Software enables us to implement automation, which makes it possible to quickly respond to alerts and problems, freeing up technical staff to do more complex, strategic tasks. Automation helps IT move from firefighting mode to proactive management. With the adoption of automated alert processing and REXX programming standards, the problem resolution forecast in your z/OS data center is for clear skies. This article demonstrates how to define standards and then use the REXX programming language to set up the automation.
Automation Alert Processing Standards
Creating automation alerts is a basic, primary goal of any data center. These alerts can occur as a result of a successful or failed process, and may be generated as informational alerts to a mainframe console. Most shops have a significant number of automation rules that scan millions of lines of z/OS message traffic, firing only on the events that have been determined to warrant a warning based on data center needs.
Automation standards can be a huge asset and provide a way to ensure consistency in how alerts are presented, their clarity, and the ability for IT staff to identify their coding relationships. They significantly reduce the challenge in responding to events and alerts in a timely fashion. Here are some recommendations:
When setting up alert thresholds, you can define rules based on your experience and expertise, minimizing the number of problems you must handle manually. But this isn’t enough because you aren’t the only person interacting with the system, solving problems, and managing your data center. When developing standards, you need to take into account all the operational requirements to support users.
Generating a unique message prefix, such as “OPSNTFYxxx,” for every message issued lets you create a common look and feel, which is of paramount importance for this type of standardization. Many software products use a specific message suffix or prefix range to identify messages, such as DFH for CICS, your unique automation message should, too.

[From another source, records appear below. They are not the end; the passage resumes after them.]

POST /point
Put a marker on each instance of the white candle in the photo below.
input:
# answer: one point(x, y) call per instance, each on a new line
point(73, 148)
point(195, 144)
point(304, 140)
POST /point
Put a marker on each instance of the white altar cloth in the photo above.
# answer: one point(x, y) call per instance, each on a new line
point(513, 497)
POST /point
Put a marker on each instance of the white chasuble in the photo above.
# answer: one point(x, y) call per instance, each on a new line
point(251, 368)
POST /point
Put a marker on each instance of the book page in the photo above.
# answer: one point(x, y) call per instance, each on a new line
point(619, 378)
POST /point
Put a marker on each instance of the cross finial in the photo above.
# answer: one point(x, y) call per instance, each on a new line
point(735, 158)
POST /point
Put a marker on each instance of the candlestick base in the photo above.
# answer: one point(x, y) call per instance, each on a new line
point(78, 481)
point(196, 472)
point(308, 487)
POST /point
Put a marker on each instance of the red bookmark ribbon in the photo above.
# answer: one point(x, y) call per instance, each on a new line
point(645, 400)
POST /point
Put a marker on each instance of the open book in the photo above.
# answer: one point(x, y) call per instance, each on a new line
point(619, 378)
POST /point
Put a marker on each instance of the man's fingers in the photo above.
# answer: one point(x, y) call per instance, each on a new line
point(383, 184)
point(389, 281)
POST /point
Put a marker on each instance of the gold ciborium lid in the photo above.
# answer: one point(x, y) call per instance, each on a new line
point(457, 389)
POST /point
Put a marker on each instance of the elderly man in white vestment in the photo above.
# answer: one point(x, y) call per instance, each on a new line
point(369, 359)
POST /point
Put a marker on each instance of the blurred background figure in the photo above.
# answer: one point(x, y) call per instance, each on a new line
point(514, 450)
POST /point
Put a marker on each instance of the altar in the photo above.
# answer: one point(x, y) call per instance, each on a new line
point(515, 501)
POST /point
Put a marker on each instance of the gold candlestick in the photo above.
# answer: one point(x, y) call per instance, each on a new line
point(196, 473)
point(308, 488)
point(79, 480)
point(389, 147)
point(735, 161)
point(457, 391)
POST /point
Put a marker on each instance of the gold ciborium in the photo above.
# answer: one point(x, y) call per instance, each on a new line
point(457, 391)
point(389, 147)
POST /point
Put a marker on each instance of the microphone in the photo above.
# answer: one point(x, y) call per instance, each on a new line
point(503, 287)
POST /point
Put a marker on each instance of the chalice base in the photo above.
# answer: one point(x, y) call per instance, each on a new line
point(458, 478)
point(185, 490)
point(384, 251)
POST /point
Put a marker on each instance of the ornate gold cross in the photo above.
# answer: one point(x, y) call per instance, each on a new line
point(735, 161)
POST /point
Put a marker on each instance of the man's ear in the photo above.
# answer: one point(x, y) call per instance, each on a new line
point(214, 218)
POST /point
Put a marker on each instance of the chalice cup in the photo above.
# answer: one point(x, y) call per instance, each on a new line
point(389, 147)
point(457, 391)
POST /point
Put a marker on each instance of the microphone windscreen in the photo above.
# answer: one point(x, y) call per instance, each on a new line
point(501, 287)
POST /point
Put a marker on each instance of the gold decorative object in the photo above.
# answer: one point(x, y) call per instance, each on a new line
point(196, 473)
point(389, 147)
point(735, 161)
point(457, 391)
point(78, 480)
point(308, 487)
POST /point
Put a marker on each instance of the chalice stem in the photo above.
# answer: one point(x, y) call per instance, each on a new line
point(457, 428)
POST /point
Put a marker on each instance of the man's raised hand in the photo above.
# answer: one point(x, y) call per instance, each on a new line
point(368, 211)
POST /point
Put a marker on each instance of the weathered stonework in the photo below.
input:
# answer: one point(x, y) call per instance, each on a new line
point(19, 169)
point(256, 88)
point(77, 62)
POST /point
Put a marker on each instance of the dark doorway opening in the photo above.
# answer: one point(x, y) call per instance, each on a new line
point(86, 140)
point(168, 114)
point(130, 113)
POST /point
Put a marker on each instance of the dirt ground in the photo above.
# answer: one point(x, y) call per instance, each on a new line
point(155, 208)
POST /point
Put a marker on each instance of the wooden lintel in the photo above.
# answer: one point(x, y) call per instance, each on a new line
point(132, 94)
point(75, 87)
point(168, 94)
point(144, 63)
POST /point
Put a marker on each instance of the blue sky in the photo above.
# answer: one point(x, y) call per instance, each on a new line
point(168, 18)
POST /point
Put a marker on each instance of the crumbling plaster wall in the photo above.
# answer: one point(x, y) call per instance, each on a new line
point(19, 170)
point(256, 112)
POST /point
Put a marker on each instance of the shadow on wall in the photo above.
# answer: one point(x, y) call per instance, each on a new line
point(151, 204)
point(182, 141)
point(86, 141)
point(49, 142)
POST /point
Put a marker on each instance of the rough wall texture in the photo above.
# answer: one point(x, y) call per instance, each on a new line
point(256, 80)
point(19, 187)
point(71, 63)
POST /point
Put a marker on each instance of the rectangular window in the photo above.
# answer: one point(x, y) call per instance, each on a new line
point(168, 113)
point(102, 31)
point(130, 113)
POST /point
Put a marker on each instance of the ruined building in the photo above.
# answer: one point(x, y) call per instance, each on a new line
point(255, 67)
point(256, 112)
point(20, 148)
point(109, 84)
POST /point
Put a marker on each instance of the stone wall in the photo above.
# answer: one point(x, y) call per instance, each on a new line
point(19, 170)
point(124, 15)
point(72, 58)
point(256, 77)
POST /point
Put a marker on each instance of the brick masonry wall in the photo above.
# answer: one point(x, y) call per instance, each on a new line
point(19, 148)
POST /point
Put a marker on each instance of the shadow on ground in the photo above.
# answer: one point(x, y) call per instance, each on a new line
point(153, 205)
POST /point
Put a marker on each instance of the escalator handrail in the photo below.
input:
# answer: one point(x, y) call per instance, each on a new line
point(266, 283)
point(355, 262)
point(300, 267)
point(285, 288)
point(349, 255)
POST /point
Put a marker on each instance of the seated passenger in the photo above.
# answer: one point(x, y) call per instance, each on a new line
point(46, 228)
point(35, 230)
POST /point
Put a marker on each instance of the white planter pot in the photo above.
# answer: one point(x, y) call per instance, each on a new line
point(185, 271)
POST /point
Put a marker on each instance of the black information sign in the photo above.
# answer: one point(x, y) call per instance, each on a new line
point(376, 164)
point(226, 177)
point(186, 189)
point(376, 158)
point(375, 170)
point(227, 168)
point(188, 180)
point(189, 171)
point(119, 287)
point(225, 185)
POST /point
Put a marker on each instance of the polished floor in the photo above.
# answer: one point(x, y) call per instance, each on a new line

For example, you might decide to use “OPSNTFYxxx” and then define “xxx” as noted in Figure 1. Then, any administrator would immediately know which component was involved and the right person could easily be directed to handle the problem. The following shows an example of what these types of automation alert messages look like:
OPSNTFY100 Job 46343 (RUN123) exceeding defined class C init threshold. Job cancelled.
OPSNTFY055 You are not authorized to stop production controlled tasks.